Of course, none of this justifies Putin’s dismemberment of Ukraine. During Putin’s first two terms as president — from 2000 to 2008 — he occasionally grumbled about NATO expansion but did little more. Oil prices were high then, as was Putin’s domestic popularity, because he was presiding over the soaring growth of Russian personal incomes after a decade of painful restructuring and impoverishment following the collapse of communism.

But across the last decade, as Russia’s economy stagnated, Putin either had to go for deeper economic reforms, which might have weakened his top-down control, or double down on his corrupt crony capitalist kleptocracy. He chose the latter, explained Leon Aron, a Russia expert at the American Enterprise Institute and the author of “Yeltsin: A Revolutionary Life,” who is now writing a book about the future of Putin’s Russia. And to both cover and distract from that choice, Putin shifted the basis of his popularity from “being the distributor of Russia’s newfound wealth and an economic reformer to the defender of the motherland,” Aron said.

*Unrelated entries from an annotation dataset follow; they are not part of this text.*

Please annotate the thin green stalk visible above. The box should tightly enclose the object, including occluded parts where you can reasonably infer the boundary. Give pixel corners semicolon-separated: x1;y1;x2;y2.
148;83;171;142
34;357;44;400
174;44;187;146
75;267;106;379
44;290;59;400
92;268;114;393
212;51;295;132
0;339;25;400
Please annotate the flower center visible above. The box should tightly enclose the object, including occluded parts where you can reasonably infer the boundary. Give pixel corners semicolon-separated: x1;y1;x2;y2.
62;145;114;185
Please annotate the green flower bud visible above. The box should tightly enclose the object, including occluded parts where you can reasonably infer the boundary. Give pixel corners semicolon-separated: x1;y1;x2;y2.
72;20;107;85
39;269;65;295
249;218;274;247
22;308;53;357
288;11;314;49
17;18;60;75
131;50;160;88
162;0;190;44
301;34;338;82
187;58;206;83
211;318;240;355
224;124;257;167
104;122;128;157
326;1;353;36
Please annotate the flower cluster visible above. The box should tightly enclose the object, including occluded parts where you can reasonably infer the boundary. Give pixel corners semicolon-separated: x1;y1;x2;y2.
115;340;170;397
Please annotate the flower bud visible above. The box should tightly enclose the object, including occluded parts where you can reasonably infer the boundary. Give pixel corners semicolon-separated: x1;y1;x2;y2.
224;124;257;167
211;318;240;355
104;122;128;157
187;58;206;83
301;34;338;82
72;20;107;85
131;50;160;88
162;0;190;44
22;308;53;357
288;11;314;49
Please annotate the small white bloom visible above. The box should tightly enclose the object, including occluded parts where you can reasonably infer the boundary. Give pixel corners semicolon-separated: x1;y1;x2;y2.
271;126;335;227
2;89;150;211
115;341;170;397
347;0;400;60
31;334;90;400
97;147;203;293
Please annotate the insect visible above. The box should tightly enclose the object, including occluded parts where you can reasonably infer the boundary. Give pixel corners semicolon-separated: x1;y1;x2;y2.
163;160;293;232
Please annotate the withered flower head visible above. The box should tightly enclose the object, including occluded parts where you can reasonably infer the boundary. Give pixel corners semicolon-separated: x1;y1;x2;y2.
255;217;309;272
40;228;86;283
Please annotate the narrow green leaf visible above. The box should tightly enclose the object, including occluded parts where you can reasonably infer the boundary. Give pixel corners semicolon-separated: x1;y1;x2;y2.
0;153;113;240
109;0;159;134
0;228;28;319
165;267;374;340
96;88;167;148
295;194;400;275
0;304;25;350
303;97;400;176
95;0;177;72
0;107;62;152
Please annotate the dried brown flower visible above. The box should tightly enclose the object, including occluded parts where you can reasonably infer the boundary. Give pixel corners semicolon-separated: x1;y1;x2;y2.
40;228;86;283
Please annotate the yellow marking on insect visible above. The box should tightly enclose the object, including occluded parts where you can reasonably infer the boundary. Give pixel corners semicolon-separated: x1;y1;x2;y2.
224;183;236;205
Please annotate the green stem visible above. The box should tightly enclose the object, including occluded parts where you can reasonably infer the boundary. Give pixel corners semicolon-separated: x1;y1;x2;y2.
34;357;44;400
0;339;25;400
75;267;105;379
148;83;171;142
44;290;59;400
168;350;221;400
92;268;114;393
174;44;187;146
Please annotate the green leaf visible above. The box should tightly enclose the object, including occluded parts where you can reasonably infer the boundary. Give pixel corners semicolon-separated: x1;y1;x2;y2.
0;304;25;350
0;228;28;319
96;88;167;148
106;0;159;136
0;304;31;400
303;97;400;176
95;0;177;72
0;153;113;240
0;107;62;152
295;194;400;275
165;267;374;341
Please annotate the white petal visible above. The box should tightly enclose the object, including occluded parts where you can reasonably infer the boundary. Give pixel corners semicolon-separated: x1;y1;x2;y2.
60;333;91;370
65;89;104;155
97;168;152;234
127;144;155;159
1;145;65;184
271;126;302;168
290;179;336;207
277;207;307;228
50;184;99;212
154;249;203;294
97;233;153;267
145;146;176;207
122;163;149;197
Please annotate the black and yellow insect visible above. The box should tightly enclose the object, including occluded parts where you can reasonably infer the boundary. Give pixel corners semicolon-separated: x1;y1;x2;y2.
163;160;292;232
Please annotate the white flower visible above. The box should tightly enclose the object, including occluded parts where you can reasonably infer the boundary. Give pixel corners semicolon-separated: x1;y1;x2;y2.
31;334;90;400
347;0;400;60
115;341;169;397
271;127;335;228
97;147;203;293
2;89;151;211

And right when Putin opted for domestic political reasons to become a nationalist avenger and a permanent “wartime president,” as Aron put it, what was waiting there for him to grasp onto was the most emotive threat to rally the Russian people behind him: “The low-hanging fruit of NATO expansion.”

And he has dined out on it ever since, even though he knows that NATO has no plans to expand to include Ukraine.

Countries and leaders usually react to humiliation in one of two ways — aggression or introspection. After China experienced what it called a “century of humiliation” from the West, it responded under Deng Xiaoping by essentially saying: “We’ll show you. We’ll beat you at your own game.”

When Putin felt humiliated by the West after the collapse of the Soviet Union and the expansion of NATO, he responded: “I’ll show you. I’ll beat up Ukraine.”

 

Yes, it’s all more complicated than that, but my point is this: This is Putin’s war. He’s a bad leader for Russia and its neighbors. But America and NATO are not just innocent bystanders in his evolution.